RIYADH, (Reuters) – Dubai’s government-linked entities may be spared further major ratings downgrades in the near future, an analyst for Moody’s said on Wednesday, in a sign that the emirate may be recovering from its credit woes.
A string of bruising ratings downgrades to government-linked firms were triggered after state-owned conglomerate Dubai World said in November it would seek a standstill on billions in debt repayments.
“In terms of ratings, I think we have seen the worst in terms of notches down and if there is any rating migration I would not expect it to be of a similar magnitude,” Martin Kohlhase, analyst for corporate finance at Moody’s told reporters on the sidelines of a financial conference.

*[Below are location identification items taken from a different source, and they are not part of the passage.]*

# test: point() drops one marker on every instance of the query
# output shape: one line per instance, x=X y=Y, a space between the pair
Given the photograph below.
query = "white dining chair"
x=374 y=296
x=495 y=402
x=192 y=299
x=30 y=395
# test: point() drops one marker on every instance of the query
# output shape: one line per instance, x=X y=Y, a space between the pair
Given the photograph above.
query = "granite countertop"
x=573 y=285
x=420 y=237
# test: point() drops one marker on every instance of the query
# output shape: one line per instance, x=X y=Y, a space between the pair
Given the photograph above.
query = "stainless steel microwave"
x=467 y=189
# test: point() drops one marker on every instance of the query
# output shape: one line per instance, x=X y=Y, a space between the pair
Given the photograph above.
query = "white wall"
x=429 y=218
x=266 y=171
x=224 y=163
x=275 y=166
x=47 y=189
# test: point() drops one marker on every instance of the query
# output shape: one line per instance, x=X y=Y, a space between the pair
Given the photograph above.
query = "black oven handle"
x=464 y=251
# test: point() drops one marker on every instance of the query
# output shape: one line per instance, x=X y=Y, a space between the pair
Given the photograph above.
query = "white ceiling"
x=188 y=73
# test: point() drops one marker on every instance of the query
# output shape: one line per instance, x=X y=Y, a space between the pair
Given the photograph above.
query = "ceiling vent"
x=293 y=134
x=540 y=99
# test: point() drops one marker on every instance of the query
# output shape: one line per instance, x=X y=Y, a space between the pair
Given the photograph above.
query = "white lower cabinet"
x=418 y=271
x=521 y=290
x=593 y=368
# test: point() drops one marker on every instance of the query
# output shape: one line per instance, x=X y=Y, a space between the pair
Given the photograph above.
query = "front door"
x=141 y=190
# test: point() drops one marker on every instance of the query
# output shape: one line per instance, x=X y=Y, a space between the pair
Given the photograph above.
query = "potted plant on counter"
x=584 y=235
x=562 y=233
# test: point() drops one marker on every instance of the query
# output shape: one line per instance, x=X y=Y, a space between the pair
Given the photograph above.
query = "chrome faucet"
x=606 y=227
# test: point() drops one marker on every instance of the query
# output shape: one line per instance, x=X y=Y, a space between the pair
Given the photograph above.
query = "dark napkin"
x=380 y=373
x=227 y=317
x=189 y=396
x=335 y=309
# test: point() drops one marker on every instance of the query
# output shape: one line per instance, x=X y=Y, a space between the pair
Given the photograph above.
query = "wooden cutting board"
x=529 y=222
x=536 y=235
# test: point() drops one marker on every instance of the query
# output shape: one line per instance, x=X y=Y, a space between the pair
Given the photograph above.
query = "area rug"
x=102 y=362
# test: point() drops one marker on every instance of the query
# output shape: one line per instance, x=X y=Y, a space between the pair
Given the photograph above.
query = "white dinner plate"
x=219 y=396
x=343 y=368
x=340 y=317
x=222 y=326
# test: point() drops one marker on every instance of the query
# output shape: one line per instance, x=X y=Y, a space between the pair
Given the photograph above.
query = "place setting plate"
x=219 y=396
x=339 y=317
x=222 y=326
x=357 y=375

Several entities including major banks, investment companies and free-zones were downgraded on concerns that Dubai’s credit environment had deteriorated to the extent that state support for these companies could not be guaranteed.
Dubai Holding, the investment vehicle of the ruler, is also said to be considering restructuring some of its loans, according to reports.
One of the companies units, Dubai Holding Commercial Operations Group (DHCOG), delayed reporting its annual earnings for the second time earlier this week, due to complexities in consolidating results of its units.
Kohlhase said Moody’s was “comfortable” with ratings for Abu Dhabi government linked entities.